With the few functionalities of gcip and the capabilities of Python, there is nothing left to create every pipeline you can imagine. Gitlab CI provides much more constructs you may miss here, but most of them are clunky workarounds as cause of the limited logic capabilities of the Domain Specific Script "Language" of Gitlab CI. You don’t need them, when you can design your pipelines in Python. Here a few examples:
-
You don’t need templates (the
extends
keyword or YAML anchors), because you can reuse jobs and sequences. -
You don’t need
before_script
,after_script
or global configurations, because you can do configurations at an arbitrary level in the sequences hierarchy. All configurations will finally be populated down to the jobs. -
You didn’t have to keep struggling with rules at pipeline and job level. In gcipd you can configure rules at an arbitrary level in the sequences hierarchy.
Furthermore you can leverage all the power of a programming language, to dynamically design your pipelies. Here some ideas:
-
Bundle jobs in sequences and use loops to populate the sequences over a list of environments.
-
Use if-then-else expressions to create jobs within job sequences depending on environment information or requirements.
-
Access information from outside your pipeline script you use for decision making inside your pipeline script.
Beyond the basics
This chapter covers further abilities of GCIP which suffices to be read after the basics.
TriggerJobs
Besides normal Jobs with GCIP you can define TriggerJobs which either run another projects pipeline or a child-pipeline.
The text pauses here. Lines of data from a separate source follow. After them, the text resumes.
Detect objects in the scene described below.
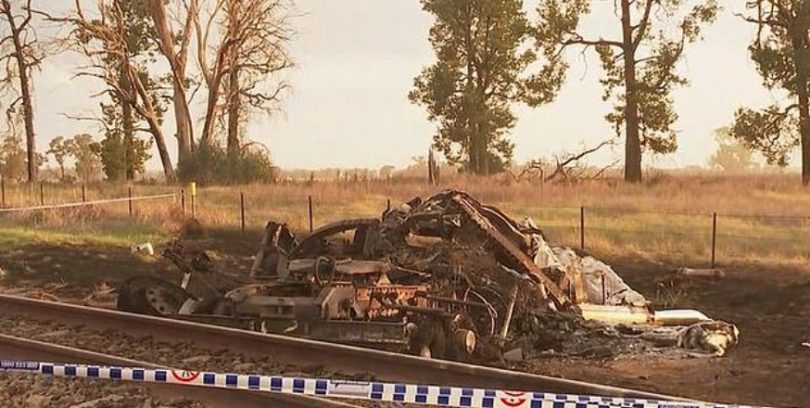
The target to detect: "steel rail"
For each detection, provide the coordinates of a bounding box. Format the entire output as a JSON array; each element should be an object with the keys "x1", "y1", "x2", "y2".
[
  {"x1": 0, "y1": 295, "x2": 689, "y2": 401},
  {"x1": 0, "y1": 334, "x2": 357, "y2": 408}
]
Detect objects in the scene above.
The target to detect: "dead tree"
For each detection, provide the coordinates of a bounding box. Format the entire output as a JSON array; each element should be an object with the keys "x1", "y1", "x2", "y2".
[
  {"x1": 49, "y1": 0, "x2": 176, "y2": 181},
  {"x1": 507, "y1": 140, "x2": 618, "y2": 183},
  {"x1": 195, "y1": 0, "x2": 293, "y2": 153},
  {"x1": 0, "y1": 0, "x2": 43, "y2": 183},
  {"x1": 148, "y1": 0, "x2": 199, "y2": 161}
]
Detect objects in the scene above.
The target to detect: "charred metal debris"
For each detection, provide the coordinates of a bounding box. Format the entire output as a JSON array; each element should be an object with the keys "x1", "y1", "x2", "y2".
[{"x1": 118, "y1": 191, "x2": 738, "y2": 362}]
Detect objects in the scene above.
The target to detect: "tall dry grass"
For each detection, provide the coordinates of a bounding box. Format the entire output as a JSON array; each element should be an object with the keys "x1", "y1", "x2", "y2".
[{"x1": 0, "y1": 174, "x2": 810, "y2": 266}]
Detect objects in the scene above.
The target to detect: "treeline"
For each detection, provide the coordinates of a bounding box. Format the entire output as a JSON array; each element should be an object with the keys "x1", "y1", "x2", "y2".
[
  {"x1": 0, "y1": 0, "x2": 810, "y2": 184},
  {"x1": 410, "y1": 0, "x2": 810, "y2": 185},
  {"x1": 0, "y1": 0, "x2": 294, "y2": 183}
]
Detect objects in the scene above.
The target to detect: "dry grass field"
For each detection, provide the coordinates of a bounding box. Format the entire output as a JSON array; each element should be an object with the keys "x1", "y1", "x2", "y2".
[
  {"x1": 0, "y1": 174, "x2": 810, "y2": 266},
  {"x1": 0, "y1": 172, "x2": 810, "y2": 406}
]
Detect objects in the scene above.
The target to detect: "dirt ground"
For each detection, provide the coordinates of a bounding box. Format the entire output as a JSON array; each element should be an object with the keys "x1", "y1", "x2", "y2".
[{"x1": 0, "y1": 232, "x2": 810, "y2": 407}]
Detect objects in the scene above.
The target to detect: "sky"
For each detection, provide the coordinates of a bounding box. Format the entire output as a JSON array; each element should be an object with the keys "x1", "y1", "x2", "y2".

Here an example for triggering another pipeline:
Input:
from gcip import Pipeline, TriggerJob, TriggerStrategy
from tests import conftest
def test():
pipeline = Pipeline()
pipeline.add_children(
TriggerJob(
stage="trigger-banana",
project="myteam/banana",
branch="test",
strategy=TriggerStrategy.DEPEND,
)
)
conftest.check(pipeline.render())
Output:
stages:
- trigger_banana
trigger-banana:
trigger:
project: myteam/banana
branch: test
strategy: depend
stage: trigger_banana
Here an example for triggering a child pipeline:
Input:
from gcip import (
IncludeLocal,
Pipeline,
TriggerJob,
TriggerStrategy,
)
from tests import conftest
def test():
pipeline = Pipeline()
pipeline.add_children(
TriggerJob(
stage="trigger-subpipe",
includes=IncludeLocal("./my-subpipe.yml"),
strategy=TriggerStrategy.DEPEND,
)
)
conftest.check(pipeline.render())
Output:
stages:
- trigger_subpipe
trigger-subpipe:
trigger:
include:
- local: ./my-subpipe.yml
strategy: depend
stage: trigger_subpipe
PagesJob for Gitlab Pages
For creating Gitlab Pages you need:
-
Content under the repository path
./public
-
The special job
gcip.PagesJob
which deploys those artifacts to Gitlab Pages.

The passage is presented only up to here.